Feasibility and acceptability of personalized breast cancer screening (DECIDO Study): A single-arm proof-of-concept trial
Cite this dataset
Rue, Montserrat et al. (2022). Feasibility and acceptability of personalized breast cancer screening (DECIDO Study): A single-arm proof-of-concept trial [Dataset]. Dryad. https://doi.org/10.5061/dryad.q83bk3jmc
The aim of this study was to assess the acceptability and feasibility of offering risk-based breast cancer screening and its integration into regular clinical practice. A single-arm proof-of-concept trial was conducted with a sample of 387 women aged 40–50 years residing in the city of Lleida (Spain). The study intervention consisted of breast cancer risk estimation, risk communication and screening recommendations, and a follow-up. A polygenic risk score with 83 single nucleotide polymorphisms was used to update the Breast Cancer Surveillance Consortium risk model and estimate the 5-year absolute risk of breast cancer. The women expressed a positive attitude towards varying the frequency of breast screening according to individual risk and, especially, more frequently inviting women at higher-than-average risk. A lower intensity screening for women at lower risk was not as welcome, although half of the participants would accept it. Knowledge of the benefits and harms of breast screening was low, especially with regard to false positives and overdiagnosis. The women expressed a high understanding of individual risk and screening recommendations.

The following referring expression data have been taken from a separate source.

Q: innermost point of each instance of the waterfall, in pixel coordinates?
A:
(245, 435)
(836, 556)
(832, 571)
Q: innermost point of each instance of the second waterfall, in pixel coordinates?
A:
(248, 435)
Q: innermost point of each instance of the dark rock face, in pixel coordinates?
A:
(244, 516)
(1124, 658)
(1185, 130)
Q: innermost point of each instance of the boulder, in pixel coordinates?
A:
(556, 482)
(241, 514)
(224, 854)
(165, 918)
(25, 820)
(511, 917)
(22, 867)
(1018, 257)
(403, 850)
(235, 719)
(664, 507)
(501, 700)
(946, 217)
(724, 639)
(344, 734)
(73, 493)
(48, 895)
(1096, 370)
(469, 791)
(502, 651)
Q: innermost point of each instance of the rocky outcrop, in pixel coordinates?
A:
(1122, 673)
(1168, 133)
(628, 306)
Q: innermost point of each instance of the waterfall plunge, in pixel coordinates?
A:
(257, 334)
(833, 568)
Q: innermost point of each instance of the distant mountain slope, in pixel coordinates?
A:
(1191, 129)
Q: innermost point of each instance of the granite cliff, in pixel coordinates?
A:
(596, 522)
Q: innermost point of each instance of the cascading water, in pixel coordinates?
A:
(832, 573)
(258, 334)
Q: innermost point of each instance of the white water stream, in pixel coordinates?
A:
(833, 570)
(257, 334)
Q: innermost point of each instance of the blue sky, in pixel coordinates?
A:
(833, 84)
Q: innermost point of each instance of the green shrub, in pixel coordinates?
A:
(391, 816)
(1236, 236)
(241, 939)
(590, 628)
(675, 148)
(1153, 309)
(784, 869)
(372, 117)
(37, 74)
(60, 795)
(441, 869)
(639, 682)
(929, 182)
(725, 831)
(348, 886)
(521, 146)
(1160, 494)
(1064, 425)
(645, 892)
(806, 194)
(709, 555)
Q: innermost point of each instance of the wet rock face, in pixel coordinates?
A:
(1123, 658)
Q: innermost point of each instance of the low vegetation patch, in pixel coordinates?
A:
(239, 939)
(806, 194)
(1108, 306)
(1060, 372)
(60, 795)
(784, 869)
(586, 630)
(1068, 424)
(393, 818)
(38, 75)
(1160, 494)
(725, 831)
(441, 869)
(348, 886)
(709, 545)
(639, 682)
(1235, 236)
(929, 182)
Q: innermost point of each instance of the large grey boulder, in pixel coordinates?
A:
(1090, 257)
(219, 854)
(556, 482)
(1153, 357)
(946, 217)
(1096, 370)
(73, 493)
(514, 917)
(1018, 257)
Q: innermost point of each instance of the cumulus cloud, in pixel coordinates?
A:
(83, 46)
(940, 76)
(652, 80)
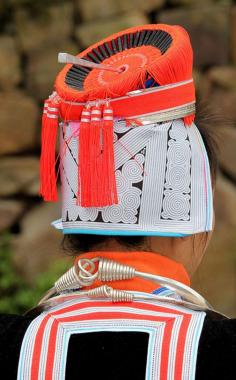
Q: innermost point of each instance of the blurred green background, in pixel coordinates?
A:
(32, 32)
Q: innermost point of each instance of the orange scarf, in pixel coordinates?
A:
(142, 261)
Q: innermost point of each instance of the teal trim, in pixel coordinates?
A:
(67, 231)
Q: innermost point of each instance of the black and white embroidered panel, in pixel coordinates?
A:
(162, 175)
(176, 194)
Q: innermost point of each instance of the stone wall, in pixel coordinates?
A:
(31, 35)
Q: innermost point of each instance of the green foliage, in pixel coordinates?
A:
(16, 296)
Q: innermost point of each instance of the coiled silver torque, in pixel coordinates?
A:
(108, 292)
(88, 270)
(109, 270)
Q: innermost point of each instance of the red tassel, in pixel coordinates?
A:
(108, 192)
(83, 197)
(48, 189)
(97, 182)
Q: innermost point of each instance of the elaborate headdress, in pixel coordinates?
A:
(132, 161)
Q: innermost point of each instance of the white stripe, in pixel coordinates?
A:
(134, 93)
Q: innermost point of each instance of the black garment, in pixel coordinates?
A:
(121, 356)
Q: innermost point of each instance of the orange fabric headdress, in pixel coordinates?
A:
(145, 57)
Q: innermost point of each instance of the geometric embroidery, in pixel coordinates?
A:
(174, 333)
(176, 194)
(163, 182)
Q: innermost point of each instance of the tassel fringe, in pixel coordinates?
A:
(48, 188)
(97, 183)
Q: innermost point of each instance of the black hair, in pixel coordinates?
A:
(78, 243)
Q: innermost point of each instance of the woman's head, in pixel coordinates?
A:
(188, 250)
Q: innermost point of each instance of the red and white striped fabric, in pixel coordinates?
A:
(174, 333)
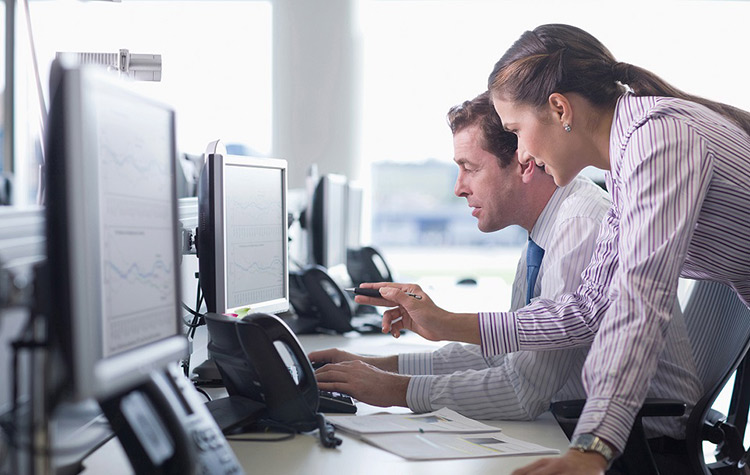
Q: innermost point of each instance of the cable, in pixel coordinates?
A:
(327, 432)
(202, 391)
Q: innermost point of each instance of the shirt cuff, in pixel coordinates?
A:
(418, 393)
(415, 363)
(607, 420)
(498, 333)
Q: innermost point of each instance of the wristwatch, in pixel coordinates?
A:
(592, 443)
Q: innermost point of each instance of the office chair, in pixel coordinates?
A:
(718, 327)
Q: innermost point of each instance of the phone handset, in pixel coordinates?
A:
(332, 306)
(260, 359)
(366, 264)
(164, 428)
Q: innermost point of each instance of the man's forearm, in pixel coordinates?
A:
(386, 363)
(465, 328)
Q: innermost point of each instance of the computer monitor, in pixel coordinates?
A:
(327, 231)
(242, 234)
(111, 233)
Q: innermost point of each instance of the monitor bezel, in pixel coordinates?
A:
(320, 221)
(220, 164)
(73, 239)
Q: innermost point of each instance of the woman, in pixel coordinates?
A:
(680, 183)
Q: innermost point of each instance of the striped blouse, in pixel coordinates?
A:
(680, 187)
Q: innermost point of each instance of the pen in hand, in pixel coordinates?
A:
(376, 293)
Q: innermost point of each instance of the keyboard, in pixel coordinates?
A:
(331, 401)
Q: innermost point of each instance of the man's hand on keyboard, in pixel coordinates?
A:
(364, 382)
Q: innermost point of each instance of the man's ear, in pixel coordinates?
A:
(529, 170)
(561, 109)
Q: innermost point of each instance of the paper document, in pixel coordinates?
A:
(441, 446)
(442, 420)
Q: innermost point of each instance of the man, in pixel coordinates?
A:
(562, 225)
(561, 221)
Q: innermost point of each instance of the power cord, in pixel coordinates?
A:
(327, 432)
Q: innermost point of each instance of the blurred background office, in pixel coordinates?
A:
(361, 88)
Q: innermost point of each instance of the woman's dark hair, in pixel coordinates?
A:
(480, 111)
(562, 58)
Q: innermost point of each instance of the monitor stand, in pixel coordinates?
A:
(207, 373)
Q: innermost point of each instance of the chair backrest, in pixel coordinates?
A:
(718, 326)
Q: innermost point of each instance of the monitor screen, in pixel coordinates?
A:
(328, 221)
(242, 241)
(112, 237)
(354, 216)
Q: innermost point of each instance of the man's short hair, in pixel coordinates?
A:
(480, 111)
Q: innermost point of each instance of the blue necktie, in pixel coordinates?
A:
(534, 255)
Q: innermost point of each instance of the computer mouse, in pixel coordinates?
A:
(318, 364)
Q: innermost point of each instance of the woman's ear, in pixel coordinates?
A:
(561, 109)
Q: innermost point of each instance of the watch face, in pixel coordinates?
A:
(592, 443)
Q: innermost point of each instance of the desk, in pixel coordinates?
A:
(304, 454)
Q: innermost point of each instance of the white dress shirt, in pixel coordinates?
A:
(520, 385)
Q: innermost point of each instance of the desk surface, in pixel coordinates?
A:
(304, 454)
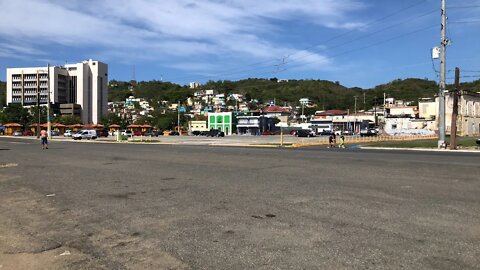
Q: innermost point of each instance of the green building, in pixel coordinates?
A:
(223, 121)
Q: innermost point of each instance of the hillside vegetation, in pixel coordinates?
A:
(324, 94)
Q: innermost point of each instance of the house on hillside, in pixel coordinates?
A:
(281, 113)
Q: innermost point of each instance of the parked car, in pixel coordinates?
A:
(85, 134)
(368, 132)
(305, 133)
(294, 132)
(102, 133)
(326, 132)
(28, 133)
(152, 133)
(215, 133)
(68, 133)
(199, 133)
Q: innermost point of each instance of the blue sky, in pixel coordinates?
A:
(356, 42)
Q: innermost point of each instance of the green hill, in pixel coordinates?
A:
(325, 94)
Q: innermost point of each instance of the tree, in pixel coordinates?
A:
(68, 120)
(110, 119)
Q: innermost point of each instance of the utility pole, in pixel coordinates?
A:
(355, 118)
(49, 124)
(178, 118)
(453, 132)
(441, 91)
(38, 104)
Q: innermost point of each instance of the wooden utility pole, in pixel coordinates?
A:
(453, 130)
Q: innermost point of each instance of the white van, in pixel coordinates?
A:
(85, 134)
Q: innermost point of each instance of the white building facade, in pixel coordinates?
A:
(83, 83)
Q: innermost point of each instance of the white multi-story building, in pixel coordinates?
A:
(84, 84)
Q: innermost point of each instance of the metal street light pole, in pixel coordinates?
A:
(441, 91)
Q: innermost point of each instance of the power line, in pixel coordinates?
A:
(461, 7)
(235, 70)
(376, 32)
(465, 22)
(372, 45)
(354, 50)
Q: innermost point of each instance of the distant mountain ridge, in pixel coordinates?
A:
(324, 94)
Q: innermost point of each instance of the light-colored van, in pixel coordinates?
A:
(85, 134)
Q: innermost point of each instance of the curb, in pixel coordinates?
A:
(421, 149)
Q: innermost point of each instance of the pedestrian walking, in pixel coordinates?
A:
(342, 142)
(44, 138)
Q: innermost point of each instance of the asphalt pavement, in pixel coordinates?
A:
(145, 206)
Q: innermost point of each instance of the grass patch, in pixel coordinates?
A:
(462, 142)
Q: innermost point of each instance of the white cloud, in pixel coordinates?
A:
(168, 29)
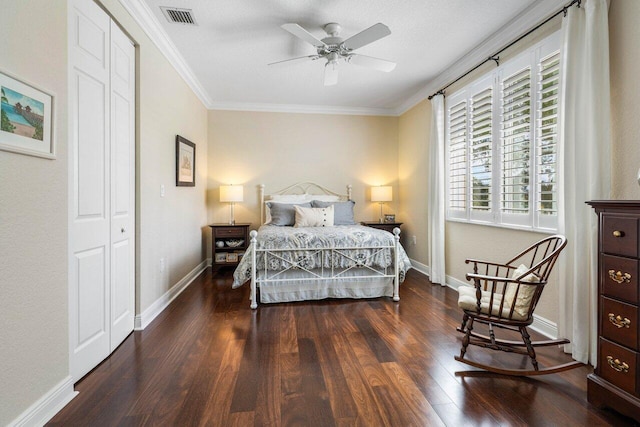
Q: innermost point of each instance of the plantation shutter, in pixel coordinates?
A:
(457, 129)
(547, 141)
(516, 145)
(481, 149)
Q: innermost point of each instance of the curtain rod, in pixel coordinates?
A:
(495, 56)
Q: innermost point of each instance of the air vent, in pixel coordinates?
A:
(179, 16)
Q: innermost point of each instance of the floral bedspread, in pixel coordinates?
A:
(302, 242)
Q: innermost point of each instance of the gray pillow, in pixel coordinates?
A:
(284, 213)
(342, 211)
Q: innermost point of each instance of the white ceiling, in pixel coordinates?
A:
(224, 58)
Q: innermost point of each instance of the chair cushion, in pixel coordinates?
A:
(525, 293)
(467, 301)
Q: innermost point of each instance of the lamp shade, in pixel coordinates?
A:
(382, 193)
(231, 193)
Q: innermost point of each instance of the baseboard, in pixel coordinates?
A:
(143, 320)
(422, 268)
(47, 406)
(544, 326)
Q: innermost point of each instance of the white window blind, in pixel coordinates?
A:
(481, 149)
(547, 141)
(457, 133)
(502, 138)
(516, 140)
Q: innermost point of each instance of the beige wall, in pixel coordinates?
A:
(33, 218)
(280, 149)
(413, 176)
(471, 241)
(624, 35)
(172, 227)
(33, 200)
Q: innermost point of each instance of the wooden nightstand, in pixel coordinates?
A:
(387, 226)
(228, 244)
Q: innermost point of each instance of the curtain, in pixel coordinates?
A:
(436, 189)
(584, 156)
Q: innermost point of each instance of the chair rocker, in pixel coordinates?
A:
(505, 296)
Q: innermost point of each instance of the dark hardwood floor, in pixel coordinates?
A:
(208, 359)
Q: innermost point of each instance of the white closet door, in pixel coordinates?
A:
(122, 186)
(102, 186)
(89, 237)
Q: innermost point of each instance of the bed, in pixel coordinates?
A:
(309, 247)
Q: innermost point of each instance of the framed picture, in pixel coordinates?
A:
(27, 118)
(185, 162)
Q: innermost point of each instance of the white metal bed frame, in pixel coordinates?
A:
(324, 274)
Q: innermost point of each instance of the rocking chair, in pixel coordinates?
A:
(505, 296)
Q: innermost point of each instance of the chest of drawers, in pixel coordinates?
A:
(615, 382)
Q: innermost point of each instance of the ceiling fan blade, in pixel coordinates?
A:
(303, 34)
(371, 62)
(364, 37)
(299, 59)
(330, 74)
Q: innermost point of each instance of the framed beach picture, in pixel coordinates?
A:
(26, 125)
(185, 162)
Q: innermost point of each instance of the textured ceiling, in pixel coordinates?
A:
(228, 51)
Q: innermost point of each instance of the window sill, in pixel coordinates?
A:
(547, 231)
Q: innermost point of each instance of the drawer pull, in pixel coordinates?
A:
(619, 277)
(618, 321)
(616, 365)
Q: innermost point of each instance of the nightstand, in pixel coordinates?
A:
(228, 244)
(387, 226)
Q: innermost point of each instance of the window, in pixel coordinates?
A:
(501, 143)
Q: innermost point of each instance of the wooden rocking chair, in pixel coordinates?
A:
(505, 296)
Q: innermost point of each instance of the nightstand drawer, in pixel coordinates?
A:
(620, 235)
(619, 277)
(229, 232)
(620, 322)
(618, 365)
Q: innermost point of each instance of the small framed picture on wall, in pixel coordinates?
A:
(185, 162)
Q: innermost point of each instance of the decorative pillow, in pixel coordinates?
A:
(283, 213)
(525, 293)
(313, 217)
(343, 211)
(323, 197)
(289, 198)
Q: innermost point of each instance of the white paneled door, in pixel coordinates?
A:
(102, 186)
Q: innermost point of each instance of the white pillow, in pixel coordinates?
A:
(525, 293)
(323, 197)
(314, 217)
(267, 210)
(288, 198)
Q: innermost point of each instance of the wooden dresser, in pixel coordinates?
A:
(616, 380)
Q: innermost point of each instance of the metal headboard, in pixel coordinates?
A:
(306, 187)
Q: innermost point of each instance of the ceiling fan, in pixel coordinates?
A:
(334, 49)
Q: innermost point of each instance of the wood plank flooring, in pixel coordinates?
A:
(209, 360)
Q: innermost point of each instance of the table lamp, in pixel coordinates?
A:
(231, 194)
(381, 194)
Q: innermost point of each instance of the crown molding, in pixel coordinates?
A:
(139, 10)
(304, 109)
(536, 13)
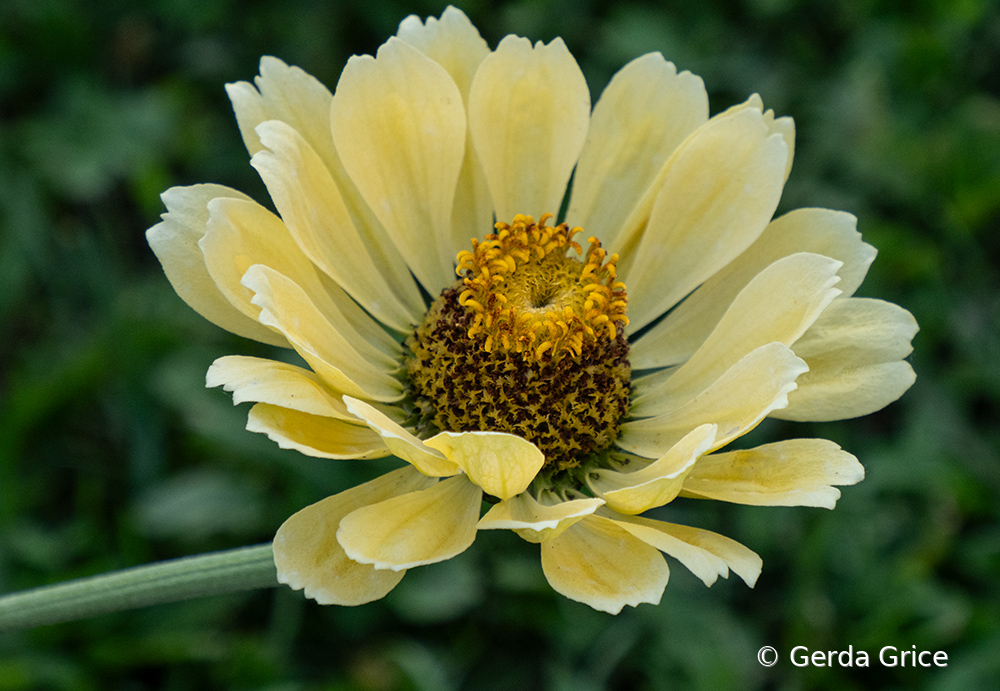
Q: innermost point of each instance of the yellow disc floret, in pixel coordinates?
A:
(529, 341)
(529, 297)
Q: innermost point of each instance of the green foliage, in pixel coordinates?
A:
(113, 454)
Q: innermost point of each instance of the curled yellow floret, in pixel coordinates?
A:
(528, 296)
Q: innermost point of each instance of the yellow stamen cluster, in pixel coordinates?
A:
(527, 296)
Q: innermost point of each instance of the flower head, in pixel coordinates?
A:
(576, 373)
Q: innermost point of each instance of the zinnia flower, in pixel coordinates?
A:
(444, 317)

The participants’ intention to participate in risk-based screening and satisfaction at 1-year were very high.
From January 2019 to February 2021, 387 women aged 40 to 50 years were enrolled in the study. Potential participants were the 2038 women living in the “Primer de Maig” Basic Health Area in Lleida, Catalonia, on 31 December 2018, who would have turned between 40 to 50 years of age during the following 1.5 years. Accrual was suspended because of the COVID-19 pandemic in March 2020 when 252 women had been included and resumed in October 2020.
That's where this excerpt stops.